In the scale classification of m = 4, it indicates that a constant magnitude scale u kj  = 1 produces unchangeable heart-activity x j (t) so that the signal ε j (t) appears in respiratory modulations from their changes of the conductivity. It suggests that the standard without breathing follows the formula (2) of the signal classification and the source follows the formula (4) which expresses the modulating standard with Jacobian, ∂τ j /∂t. A composite scale c s (t), therefore, is expected to express the inherent modulation from the standard such as PQ, QT and RR. That is, the spectral analysis of c s (t) on RR provides the distribution of the HRV without a tachogram which is expressed in other ways by others [2, 9, 11]. The extracted ECG has the potentiality to detect R–R modulations of the heart itself.
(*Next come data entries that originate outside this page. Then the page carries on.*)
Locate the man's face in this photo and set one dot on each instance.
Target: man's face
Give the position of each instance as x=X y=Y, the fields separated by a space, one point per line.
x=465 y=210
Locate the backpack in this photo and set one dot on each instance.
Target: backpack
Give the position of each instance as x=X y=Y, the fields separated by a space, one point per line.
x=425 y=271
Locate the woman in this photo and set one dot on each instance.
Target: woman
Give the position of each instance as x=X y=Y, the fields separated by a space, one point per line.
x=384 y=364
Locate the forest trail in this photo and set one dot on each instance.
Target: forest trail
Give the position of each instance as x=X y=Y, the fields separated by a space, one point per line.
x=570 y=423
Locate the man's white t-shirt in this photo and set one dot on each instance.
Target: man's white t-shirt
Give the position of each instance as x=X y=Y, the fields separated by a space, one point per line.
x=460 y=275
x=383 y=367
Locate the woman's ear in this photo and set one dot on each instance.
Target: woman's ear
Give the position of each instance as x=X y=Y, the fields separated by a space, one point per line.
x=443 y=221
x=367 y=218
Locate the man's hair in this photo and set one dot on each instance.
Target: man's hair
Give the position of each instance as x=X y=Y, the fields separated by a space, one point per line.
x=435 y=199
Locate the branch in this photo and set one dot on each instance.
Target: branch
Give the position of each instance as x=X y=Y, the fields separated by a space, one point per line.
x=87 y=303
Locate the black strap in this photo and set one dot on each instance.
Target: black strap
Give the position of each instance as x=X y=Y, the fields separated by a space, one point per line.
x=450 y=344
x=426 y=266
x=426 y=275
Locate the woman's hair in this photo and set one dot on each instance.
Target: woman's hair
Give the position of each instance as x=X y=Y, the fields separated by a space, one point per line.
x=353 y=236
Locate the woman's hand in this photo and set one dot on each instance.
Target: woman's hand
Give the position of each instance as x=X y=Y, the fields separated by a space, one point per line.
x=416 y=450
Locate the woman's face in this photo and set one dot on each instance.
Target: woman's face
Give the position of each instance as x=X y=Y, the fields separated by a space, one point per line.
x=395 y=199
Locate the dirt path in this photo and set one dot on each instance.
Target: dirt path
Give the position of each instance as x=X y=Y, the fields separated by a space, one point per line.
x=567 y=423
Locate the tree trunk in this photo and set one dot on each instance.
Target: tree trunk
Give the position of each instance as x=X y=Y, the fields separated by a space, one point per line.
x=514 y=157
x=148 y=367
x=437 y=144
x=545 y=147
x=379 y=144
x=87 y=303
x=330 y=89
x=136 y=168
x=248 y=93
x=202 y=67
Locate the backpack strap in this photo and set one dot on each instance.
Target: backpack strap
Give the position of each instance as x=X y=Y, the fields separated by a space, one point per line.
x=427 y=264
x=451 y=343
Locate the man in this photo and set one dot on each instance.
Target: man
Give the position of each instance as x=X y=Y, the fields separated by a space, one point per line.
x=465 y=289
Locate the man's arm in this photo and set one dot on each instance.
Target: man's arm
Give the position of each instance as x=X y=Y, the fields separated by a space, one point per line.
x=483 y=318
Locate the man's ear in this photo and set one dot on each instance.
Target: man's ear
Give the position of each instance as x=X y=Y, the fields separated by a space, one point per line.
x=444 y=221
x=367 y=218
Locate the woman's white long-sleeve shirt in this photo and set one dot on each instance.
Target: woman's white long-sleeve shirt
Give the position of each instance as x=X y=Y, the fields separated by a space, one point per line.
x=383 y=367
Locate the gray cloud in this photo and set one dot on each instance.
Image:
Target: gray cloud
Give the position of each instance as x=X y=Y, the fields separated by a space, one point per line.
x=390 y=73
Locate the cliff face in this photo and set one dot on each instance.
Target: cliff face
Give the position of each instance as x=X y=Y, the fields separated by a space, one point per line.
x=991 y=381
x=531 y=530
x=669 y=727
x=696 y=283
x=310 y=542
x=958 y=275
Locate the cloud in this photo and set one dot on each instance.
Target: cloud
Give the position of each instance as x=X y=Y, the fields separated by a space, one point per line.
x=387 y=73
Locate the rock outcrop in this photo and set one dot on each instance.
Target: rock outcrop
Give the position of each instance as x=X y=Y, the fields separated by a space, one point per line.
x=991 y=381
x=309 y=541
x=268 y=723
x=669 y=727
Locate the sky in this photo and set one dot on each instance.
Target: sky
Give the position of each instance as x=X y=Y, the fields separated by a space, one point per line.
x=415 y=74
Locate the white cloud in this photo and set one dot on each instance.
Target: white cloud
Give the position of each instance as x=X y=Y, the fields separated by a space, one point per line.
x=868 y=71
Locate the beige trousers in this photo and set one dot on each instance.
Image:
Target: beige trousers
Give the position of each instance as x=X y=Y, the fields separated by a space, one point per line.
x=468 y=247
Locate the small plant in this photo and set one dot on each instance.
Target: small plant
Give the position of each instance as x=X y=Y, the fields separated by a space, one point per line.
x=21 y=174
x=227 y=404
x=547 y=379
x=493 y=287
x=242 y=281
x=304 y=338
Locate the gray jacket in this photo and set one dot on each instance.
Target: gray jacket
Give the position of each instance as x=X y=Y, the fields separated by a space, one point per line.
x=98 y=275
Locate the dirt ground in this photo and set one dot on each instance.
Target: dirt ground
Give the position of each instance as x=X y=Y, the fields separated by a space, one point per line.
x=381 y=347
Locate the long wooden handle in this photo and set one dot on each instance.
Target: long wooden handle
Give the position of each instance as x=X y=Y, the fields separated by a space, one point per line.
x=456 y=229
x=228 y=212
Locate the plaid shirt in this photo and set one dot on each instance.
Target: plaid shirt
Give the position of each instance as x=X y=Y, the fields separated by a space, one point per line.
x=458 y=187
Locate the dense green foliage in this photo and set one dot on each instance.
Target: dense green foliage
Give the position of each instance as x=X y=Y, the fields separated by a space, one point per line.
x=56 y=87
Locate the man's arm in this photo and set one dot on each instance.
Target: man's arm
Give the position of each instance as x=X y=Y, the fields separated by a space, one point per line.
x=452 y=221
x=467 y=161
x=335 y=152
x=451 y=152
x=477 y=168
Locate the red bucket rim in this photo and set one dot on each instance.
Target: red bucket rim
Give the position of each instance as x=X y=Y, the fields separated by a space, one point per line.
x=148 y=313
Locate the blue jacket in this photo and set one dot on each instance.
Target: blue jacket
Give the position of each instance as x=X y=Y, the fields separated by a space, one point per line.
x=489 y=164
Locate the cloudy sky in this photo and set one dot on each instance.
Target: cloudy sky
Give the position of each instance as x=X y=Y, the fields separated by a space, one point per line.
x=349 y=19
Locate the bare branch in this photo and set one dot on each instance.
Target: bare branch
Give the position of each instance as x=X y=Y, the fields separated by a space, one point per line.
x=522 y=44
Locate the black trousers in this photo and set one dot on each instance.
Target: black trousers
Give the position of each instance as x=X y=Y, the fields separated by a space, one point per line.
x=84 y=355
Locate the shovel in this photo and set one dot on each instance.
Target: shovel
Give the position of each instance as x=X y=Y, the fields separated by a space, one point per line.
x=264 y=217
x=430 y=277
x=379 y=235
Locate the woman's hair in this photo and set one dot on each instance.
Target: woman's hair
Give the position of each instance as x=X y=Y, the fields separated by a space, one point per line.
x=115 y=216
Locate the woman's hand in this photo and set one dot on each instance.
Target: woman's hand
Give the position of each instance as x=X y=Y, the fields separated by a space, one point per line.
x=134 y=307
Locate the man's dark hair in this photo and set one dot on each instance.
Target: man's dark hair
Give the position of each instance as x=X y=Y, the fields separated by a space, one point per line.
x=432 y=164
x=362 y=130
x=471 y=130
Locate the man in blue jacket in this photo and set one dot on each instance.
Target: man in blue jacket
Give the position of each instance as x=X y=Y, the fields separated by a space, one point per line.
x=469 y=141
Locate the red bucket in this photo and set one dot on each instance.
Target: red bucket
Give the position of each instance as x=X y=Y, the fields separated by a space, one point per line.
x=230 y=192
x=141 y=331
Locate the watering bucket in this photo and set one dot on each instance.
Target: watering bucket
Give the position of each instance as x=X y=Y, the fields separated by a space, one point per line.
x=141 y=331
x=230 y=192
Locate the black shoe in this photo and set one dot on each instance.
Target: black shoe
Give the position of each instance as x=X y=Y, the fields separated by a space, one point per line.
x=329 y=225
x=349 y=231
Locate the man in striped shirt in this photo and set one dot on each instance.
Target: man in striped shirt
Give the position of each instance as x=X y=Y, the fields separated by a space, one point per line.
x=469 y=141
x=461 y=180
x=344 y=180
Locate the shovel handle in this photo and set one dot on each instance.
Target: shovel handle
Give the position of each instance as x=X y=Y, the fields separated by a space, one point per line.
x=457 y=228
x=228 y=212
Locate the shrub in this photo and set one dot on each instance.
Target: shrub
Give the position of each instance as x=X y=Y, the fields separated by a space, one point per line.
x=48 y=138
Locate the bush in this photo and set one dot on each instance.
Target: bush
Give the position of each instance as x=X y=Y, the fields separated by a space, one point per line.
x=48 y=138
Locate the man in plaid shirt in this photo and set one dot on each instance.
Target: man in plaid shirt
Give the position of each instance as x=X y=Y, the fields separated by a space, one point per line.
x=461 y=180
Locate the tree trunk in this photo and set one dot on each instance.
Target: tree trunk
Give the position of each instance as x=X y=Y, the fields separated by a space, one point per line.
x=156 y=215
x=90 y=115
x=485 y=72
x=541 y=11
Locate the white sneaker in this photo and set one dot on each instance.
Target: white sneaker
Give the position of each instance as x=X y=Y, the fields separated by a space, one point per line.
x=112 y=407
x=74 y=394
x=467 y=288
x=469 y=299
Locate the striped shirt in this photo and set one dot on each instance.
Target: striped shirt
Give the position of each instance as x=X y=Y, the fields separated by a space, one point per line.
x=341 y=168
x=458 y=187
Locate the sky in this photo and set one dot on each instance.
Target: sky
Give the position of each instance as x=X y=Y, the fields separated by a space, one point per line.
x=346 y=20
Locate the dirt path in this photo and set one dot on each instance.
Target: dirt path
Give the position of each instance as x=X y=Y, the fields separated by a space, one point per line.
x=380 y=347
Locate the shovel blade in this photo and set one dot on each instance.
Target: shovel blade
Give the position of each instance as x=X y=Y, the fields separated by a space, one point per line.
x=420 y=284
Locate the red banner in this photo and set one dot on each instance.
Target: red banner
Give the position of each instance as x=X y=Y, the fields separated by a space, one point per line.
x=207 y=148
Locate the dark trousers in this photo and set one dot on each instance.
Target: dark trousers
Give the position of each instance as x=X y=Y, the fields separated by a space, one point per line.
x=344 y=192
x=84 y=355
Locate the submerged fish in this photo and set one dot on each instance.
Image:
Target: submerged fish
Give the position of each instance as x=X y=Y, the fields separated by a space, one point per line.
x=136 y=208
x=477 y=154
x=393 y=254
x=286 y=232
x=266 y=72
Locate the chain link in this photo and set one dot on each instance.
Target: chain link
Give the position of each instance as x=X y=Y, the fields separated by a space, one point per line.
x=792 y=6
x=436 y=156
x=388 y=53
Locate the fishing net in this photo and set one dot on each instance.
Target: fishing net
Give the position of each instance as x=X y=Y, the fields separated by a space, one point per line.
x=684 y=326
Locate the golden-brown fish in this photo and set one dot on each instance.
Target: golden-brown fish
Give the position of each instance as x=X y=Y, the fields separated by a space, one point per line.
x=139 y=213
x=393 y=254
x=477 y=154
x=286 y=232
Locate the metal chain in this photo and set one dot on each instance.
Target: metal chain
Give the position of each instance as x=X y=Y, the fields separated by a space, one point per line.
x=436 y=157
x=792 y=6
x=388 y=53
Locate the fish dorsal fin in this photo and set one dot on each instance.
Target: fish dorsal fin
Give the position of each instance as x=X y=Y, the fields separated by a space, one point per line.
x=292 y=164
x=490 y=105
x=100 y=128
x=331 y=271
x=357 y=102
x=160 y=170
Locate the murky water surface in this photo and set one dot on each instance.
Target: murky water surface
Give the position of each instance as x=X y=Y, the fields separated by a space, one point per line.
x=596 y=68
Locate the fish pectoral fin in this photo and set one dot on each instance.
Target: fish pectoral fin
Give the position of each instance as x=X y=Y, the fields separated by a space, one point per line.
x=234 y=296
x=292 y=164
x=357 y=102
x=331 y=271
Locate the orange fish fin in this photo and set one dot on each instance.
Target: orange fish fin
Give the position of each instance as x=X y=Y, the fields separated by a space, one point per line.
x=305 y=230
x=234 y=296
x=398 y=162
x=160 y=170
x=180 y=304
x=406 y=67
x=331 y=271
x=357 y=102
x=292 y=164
The algorithm extracts the lung ventilation curves {V j+1(t)} k from V4 lead as changing the thoracic gas volume [1, 4]. The difference of amplitude distribution between V(t) and V j+1(t) from spectral analysis takes the same pattern around 0.3 Hz [8]. The phase difference between V(t) and V j+1(t), however, occurs in the transient regions between the inspiration and the expiration which deduce from inadequate respiratory standards, false respiratory peaks and the gas compression in the thorax [7]. It is effective to determine specific components, such as harmonics of ε j+1(t) around (0.04, 0.1, 0.18 and 0.28 Hz) in cardiovascular responses [2, 17].

Information of the partial ventilation is also expected from other 12 leads [8]. The respiratory Jacobian ∂τ j+1/∂t, like that of ECG, has the potentiality to detect respiratory modulation itself as a part of the HRV and u j+1(t) is expected to detect the amplitude modulation such as sighs distribution. The residual ε j+1(t) supplies information of waveforms not only of the thoracic gas volume but also of the blood flow relating to cardiovascular responses [2, 11, 17].

It can be concluded that this algorithm reveals the simultaneous measurements of ECG and respiration. The comparison with the frequency distribution and the waveform evaluates new modulations clearly, such as u kj+1 for detecting changes of the tidal volume (TV) and for finding TGV and cardiovascular responses. This contribution of the algorithm indicates diagnostic potentials on the sleep apnoea from ECG recordings [16].